The blood vial in my pocket suddenly feels radioactive. "How do you know about that?"

"I know about everything. Your therapy sessions. The underground clinic. The fact that you're not who you think you are." Felix's eyes meet mine, and I see something I didn't expect—protectiveness. "I've been living in your walls for six months, keeping you alive."

"Living in my walls?"

"This building has a secondary structure. Maintenance tunnels, access shafts, spaces between the official floors. Perfect for surveillance, better for protection." He shows me another camera feed, this one showing my building's main entrance. More tactical vehicles. "They're setting up a perimeter. Once they move, you won't have time to run."

My brain struggles to process this. "Why are you helping me?"

Felix's expression hardens. "Because they killed my sister. Elena Gray. She was Dr. Voss's patient before you, another 'integration therapy' success story." He pulls up a photograph on his tablet—a young woman who looks like she could be my sister, similar bone structure and coloring. "She died during a procedure six months ago. Brain hemorrhage from forced personality fragmentation."
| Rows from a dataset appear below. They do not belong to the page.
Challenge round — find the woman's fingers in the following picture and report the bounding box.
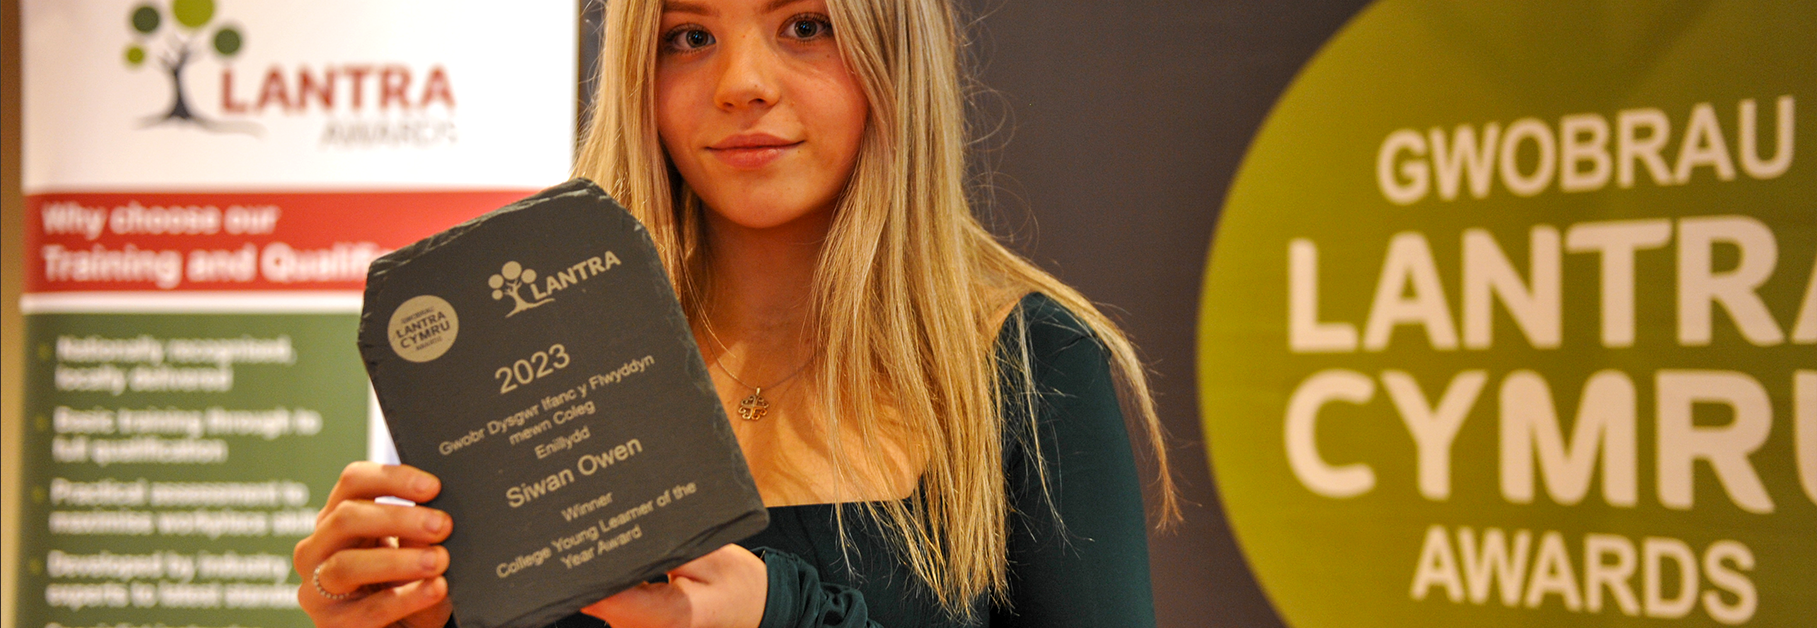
[666,544,751,583]
[298,463,446,574]
[304,500,451,559]
[315,546,448,595]
[669,545,768,628]
[580,546,767,628]
[581,582,691,627]
[323,462,441,512]
[303,575,450,628]
[295,499,451,578]
[294,463,452,628]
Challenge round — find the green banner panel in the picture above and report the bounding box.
[16,313,368,628]
[1200,1,1816,626]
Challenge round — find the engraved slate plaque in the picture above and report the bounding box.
[358,179,768,628]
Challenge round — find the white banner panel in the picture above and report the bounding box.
[13,3,578,627]
[23,0,576,192]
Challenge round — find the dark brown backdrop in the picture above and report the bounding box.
[578,1,1381,625]
[958,2,1372,625]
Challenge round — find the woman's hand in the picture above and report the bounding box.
[581,544,769,628]
[294,462,454,628]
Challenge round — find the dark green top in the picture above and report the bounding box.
[542,293,1155,627]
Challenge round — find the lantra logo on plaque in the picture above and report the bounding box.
[489,261,554,317]
[487,251,624,318]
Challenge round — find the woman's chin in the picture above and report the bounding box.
[704,200,835,233]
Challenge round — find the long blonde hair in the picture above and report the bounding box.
[575,0,1178,617]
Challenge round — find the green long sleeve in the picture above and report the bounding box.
[989,295,1157,627]
[745,293,1157,628]
[754,548,886,627]
[534,293,1157,628]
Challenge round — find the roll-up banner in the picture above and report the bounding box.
[14,2,575,626]
[1199,1,1815,627]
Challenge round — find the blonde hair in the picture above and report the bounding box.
[575,0,1178,617]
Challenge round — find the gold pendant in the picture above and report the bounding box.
[737,388,769,421]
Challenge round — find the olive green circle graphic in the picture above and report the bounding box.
[1198,2,1816,627]
[172,0,215,29]
[213,26,242,56]
[130,5,160,34]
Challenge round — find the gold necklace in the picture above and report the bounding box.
[699,317,812,421]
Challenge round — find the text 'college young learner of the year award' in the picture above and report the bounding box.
[358,179,769,628]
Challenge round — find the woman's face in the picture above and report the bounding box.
[655,0,869,231]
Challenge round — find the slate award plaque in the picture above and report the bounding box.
[358,179,769,628]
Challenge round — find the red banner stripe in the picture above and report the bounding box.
[24,190,538,293]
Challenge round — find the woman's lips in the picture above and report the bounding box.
[709,145,797,169]
[707,134,801,169]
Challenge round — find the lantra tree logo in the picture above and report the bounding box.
[490,261,555,317]
[488,251,624,318]
[124,0,259,134]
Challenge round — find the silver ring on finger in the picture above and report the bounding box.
[313,562,362,601]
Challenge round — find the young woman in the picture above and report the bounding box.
[294,0,1177,626]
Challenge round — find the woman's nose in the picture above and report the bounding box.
[714,30,782,110]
The room tilts. I grab the arm of my chair to steady myself.

"Dr. Voss told me I was her first successful integration."

"You're her first successful long-term subject. Elena was the prototype." Felix's voice carries the weight of grief and rage in equal measure. "When she died, I made it my mission to document everything. To gather evidence. To keep the next subject alive long enough to expose what Voss is doing."
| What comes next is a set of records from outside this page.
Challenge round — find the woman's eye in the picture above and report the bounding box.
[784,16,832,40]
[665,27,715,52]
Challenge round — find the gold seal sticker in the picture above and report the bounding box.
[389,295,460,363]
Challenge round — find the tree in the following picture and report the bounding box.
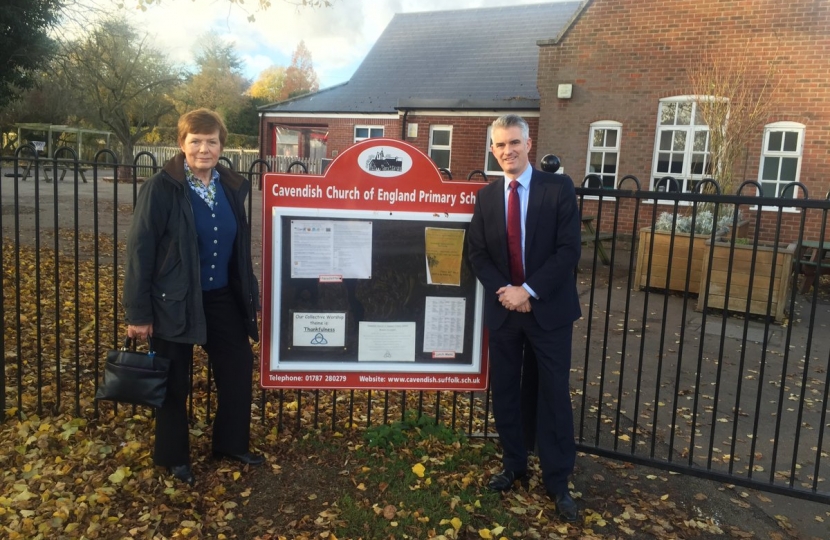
[687,46,779,196]
[248,66,287,103]
[56,17,182,164]
[176,32,255,135]
[0,0,61,109]
[281,41,319,100]
[0,67,74,127]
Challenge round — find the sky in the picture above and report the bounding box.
[88,0,572,88]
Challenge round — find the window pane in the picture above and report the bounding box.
[355,128,368,138]
[673,131,686,151]
[603,153,617,173]
[432,129,450,146]
[593,129,605,147]
[606,129,617,147]
[487,153,501,171]
[780,157,797,181]
[677,102,692,125]
[690,153,706,175]
[660,103,676,125]
[760,181,778,197]
[670,154,683,174]
[589,152,603,172]
[767,131,782,151]
[694,105,705,126]
[430,149,450,169]
[783,131,798,152]
[762,157,779,180]
[659,131,673,151]
[602,175,615,188]
[370,128,384,138]
[693,131,708,152]
[657,153,671,173]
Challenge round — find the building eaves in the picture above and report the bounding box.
[396,98,540,111]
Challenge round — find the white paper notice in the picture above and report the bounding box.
[358,322,416,362]
[422,297,465,354]
[292,312,346,347]
[290,220,372,279]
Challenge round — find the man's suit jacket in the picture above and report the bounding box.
[467,168,582,331]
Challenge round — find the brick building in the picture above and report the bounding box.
[257,2,581,182]
[537,0,830,240]
[258,0,828,241]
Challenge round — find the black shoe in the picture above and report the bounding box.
[212,451,265,466]
[549,490,578,523]
[486,469,527,492]
[169,464,195,486]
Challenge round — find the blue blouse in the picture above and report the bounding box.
[187,178,237,291]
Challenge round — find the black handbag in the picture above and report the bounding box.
[95,337,171,408]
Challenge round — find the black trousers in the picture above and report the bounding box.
[151,287,254,467]
[488,312,576,494]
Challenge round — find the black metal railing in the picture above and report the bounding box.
[1,151,827,503]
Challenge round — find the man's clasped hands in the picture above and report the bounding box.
[496,285,532,313]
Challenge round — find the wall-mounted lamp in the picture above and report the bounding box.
[557,83,573,99]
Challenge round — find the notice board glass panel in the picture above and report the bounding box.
[275,211,480,369]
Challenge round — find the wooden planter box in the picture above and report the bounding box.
[634,220,749,294]
[696,239,794,321]
[635,228,708,294]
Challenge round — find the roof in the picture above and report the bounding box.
[260,2,582,115]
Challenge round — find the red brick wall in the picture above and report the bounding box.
[538,0,830,242]
[260,114,543,182]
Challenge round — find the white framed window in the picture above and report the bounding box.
[586,121,621,188]
[651,97,713,192]
[759,122,805,199]
[485,126,503,177]
[428,125,452,170]
[354,125,384,142]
He hands me the tablet. The security footage now shows teams positioned at every exit, every stairwell, every possible escape route from my building.

"They're not here to take you back to therapy, Vera. The integration protocol has been deemed a failure. Too much memory bleed, too much resistance from your original personality." Felix stands, moving toward what I now realize is another hidden panel in my wall. "They're here to terminate you and start fresh with a new subject."

"Terminate me?"

"Phoenix Cross was supposed to be permanently buried. Vera Kane was supposed to be the only personality that survived." Felix opens the panel, revealing maintenance tunnels that stretch into darkness. "But Phoenix kept fighting. Kept leaving evidence. Kept trying to surface."

The photographs in my jacket pocket suddenly make sense. Phoenix wasn't just leaving me clues—she was leaving proof of her existence.

"So they're going to kill me."

"They're going to kill both of you. Clean slate. No more complications." Felix pulls tactical gear from a bag hidden in the tunnel—body armor, night vision goggles, weapons I don't recognize but somehow know how to use. "Unless we move right now."

Through my floor-to-ceiling windows, I can see men rappelling down the building's exterior. Professional. Efficient. Moving with the kind of coordination that suggests they've done this before.

"Felix, I don't know how to fight."

"Vera doesn't. But Phoenix does." He hands me a pistol, and my fingers automatically check the magazine, engage the safety, verify the action. Muscle memory I don't remember developing. "She's been waiting for this moment. Let her."

The elevator dings in the hallway outside my apartment.

"Too late for the tunnels," Felix says. "We go up."

As we move toward the maintenance access panel, I catch a glimpse of myself in the hallway mirror. For just a moment, the woman looking back isn't frightened Vera Kane. She's someone else entirely. Someone who knows exactly how to handle tactical gear and isn't afraid of the fight that's coming.

Someone who's been waiting ten years for the chance to fight back.